Oklahoma City bomber Timothy McVeigh has decided to abandon his legal battle against his execution in the wake of the two defeats handed him by US courts in recent days, his lawyers said late last night.
"Mr McVeigh doesn't want to proceed any further in legal action in order to stop his execution," the 33-year-old's attorney Rob Nigh told reporters here.
The announcement came shortly after a federal appeals court here denied his request for a stay.
That denial, McVeigh's second judicial disappointment in two days appears to have reconciled the bomber to his fate. Nigh said McVeigh wanted to use the time remaining before his June 11th execution to prepare for his death by lethal injection.
The bomber's legal team had sought to exploit the opportunity afforded them by the discovery - within the last month - that the FBI had failed to turn over evidence to McVeigh's legal team prior to his 1997 trial.
His lawyers had argued that their client had been denied "due process," and that they needed more time to review the thousands of pages of documents.
But neither federal judge Richard Matsch, who presided over McVeigh's original trial, or a three-judge panel from the 10th US Court of Appeals were convinced by that argument.
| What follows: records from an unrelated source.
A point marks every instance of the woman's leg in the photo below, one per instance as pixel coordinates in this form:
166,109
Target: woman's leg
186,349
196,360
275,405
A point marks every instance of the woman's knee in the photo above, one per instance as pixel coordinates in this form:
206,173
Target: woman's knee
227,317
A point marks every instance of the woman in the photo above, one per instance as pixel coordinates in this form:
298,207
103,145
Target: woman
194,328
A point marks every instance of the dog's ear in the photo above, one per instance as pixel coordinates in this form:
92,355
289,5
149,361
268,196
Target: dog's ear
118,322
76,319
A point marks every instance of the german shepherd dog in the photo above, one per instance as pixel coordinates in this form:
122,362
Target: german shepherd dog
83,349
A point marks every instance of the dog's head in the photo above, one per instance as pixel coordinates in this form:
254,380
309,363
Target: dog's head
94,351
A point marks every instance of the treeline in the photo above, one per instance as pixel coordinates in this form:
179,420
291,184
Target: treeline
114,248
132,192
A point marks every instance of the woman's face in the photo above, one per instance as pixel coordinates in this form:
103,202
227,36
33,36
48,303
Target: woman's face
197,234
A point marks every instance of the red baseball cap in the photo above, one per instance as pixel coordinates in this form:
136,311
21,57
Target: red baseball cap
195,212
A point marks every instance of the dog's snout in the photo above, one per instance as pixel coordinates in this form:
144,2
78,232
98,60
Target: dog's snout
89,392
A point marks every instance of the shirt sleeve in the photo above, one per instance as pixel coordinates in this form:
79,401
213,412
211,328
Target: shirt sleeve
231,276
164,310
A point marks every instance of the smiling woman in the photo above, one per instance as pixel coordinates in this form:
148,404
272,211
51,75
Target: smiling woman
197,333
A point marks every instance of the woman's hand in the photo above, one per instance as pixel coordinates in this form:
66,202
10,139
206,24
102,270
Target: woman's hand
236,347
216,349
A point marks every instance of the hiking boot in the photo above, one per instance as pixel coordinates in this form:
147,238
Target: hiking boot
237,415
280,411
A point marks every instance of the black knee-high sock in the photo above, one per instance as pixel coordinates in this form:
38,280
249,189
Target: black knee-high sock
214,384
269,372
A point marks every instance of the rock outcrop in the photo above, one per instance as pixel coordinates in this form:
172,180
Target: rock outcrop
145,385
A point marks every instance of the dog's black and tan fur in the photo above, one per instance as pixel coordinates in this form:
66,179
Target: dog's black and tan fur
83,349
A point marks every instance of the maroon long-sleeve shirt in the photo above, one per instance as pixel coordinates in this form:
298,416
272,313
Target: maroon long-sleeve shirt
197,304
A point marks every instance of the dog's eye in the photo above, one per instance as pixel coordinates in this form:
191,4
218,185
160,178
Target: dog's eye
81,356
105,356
And although McVeigh could have pursued his battle to the US Supreme Court, it would have been a legal battle with diminishing returns, noted professor Steven Lubet of Northwestern University's School of Law in Chicago.
"His chances fall at every succeeding stage," said Lubet.
"Not only is it very hard to get the attention of the US Supreme Court, but there's a reluctance to overturn the lower courts' decisions, partly because there's a presumption that they had more time to consider the matter."